Background: In 2005, the United States Preventive Services Task Force (USPSTF) released guidelines which outlined specific family history patterns associated with an increased risk for BRCA1/2 mutations, and recommended at-risk individuals be referred for genetic counseling and evaluation for BRCA testing. The purpose of this study was to assess the prevalence of individuals with a USPSTF increased-risk family history pattern, the frequency with which specific patterns were met, and resulting healthcare actions among women from the Henry Ford Health System.

Methods: As part of a study evaluating ovarian cancer risk perception and screening, 2,524 randomly selected participants completed a detailed interview (response rate 76%) from an initial eligible cohort of 16,720 women.

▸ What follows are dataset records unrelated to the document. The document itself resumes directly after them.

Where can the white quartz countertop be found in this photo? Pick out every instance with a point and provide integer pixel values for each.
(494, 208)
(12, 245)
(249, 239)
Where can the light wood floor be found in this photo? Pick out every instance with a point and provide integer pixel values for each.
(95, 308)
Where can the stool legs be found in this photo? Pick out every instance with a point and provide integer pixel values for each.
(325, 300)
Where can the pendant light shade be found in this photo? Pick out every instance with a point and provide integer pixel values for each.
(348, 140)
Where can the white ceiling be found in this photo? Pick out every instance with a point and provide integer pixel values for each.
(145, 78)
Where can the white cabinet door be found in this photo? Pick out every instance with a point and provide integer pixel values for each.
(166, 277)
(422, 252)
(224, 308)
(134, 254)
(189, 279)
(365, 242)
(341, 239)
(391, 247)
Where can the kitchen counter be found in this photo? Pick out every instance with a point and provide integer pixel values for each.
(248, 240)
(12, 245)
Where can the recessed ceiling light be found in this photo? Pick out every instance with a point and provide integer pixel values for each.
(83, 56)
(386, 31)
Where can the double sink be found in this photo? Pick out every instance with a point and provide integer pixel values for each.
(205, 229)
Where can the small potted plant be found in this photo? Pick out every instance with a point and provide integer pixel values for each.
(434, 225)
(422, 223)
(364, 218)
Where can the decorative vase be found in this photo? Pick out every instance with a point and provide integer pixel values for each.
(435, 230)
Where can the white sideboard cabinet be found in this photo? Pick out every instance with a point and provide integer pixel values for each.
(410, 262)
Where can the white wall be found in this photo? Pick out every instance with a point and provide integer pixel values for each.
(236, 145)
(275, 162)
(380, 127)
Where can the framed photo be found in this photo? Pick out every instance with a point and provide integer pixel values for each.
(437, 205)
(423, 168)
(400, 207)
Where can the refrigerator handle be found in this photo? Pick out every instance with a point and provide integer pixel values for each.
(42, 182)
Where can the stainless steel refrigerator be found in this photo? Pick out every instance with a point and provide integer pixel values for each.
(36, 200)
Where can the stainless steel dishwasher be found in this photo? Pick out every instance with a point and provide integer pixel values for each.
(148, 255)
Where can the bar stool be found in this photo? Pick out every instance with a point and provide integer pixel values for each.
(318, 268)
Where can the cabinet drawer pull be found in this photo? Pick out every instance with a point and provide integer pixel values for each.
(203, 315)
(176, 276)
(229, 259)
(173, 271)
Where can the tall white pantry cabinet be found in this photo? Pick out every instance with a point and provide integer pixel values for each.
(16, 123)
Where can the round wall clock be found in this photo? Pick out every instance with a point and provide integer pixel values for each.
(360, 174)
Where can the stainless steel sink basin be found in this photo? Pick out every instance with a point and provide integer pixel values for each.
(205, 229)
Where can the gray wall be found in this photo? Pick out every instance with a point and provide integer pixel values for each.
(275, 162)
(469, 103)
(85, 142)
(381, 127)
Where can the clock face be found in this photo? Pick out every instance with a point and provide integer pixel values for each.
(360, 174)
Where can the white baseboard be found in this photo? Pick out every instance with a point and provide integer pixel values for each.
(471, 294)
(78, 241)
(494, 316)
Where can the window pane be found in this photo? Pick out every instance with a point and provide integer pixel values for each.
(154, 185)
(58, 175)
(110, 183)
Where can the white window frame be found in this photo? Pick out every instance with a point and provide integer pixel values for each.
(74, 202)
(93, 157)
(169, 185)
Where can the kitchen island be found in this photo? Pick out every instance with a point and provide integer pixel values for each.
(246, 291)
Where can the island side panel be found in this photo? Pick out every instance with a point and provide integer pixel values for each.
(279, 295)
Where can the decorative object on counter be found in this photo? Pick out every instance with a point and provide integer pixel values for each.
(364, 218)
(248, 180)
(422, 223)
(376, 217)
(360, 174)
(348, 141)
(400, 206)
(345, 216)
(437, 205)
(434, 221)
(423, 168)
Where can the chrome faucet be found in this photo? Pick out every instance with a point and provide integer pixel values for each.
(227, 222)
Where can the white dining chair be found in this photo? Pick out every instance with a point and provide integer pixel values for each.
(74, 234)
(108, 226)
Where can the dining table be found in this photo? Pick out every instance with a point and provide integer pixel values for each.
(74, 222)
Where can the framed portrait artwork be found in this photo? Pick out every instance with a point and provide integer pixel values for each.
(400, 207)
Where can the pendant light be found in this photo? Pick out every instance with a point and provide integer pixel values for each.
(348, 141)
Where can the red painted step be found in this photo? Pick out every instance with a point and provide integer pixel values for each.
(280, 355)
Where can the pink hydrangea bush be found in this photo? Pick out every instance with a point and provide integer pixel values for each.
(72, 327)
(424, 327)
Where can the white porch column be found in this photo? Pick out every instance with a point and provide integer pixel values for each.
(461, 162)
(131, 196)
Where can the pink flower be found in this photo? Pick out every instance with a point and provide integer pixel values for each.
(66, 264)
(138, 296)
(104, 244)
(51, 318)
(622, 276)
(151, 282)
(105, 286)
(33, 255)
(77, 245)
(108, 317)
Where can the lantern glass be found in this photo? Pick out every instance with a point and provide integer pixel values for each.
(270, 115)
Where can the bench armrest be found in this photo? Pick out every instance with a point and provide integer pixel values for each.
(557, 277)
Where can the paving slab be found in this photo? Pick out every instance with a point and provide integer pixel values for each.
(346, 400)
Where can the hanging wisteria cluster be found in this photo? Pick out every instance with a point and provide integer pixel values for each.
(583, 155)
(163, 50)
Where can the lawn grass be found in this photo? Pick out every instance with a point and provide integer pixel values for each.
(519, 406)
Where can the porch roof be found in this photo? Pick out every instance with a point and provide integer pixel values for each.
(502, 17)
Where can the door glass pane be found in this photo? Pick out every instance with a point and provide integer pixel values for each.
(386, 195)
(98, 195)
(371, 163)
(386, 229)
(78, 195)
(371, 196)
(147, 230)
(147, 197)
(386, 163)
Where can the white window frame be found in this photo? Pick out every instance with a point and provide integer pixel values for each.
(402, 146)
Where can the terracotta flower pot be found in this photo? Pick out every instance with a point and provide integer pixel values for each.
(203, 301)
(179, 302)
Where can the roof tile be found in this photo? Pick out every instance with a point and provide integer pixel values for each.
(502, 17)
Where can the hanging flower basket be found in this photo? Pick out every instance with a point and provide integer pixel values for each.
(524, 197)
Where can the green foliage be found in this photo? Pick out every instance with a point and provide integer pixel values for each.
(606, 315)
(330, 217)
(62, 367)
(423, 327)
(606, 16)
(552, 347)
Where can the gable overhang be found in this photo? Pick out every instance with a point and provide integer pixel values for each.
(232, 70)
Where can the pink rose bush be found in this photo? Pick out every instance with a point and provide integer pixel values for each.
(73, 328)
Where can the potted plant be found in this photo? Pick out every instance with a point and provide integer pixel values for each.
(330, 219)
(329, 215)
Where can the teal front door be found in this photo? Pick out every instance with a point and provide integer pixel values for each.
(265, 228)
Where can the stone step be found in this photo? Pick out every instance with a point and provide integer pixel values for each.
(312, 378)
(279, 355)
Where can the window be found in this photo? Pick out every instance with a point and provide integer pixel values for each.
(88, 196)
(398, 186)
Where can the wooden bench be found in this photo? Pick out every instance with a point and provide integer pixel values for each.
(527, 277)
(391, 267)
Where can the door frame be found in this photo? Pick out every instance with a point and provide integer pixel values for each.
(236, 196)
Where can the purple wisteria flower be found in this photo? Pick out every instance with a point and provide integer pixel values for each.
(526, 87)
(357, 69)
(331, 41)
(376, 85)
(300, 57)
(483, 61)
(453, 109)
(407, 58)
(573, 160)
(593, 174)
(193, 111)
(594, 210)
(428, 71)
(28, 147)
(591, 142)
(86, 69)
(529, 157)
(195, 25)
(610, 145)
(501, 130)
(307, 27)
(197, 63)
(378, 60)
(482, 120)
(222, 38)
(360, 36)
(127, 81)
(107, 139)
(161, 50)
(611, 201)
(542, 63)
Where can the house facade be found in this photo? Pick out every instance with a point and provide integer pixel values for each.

Results: Approximately 6% of participants had a family history fulfilling one or more of the USPSTF patterns. Although 90% of these women had shared their family history with their provider, less than 20% had been referred for genetic counseling and only 8% had undergone genetic testing. Caucasian women with higher income and education levels were more likely to receive referrals. Among the 95 participants in the total study cohort who reported BRCA testing, 78% did not have a family history that met one of the USPSTF patterns.

Conclusions: These results suggest a higher prevalence of women with an increased-risk family history than originally predicted by the USPSTF, and lack of provider recognition and referral for genetic services.

Impact: Improvements in healthcare infrastructure and clinician education will be required to realize population level benefits from BRCA genetic counseling and testing.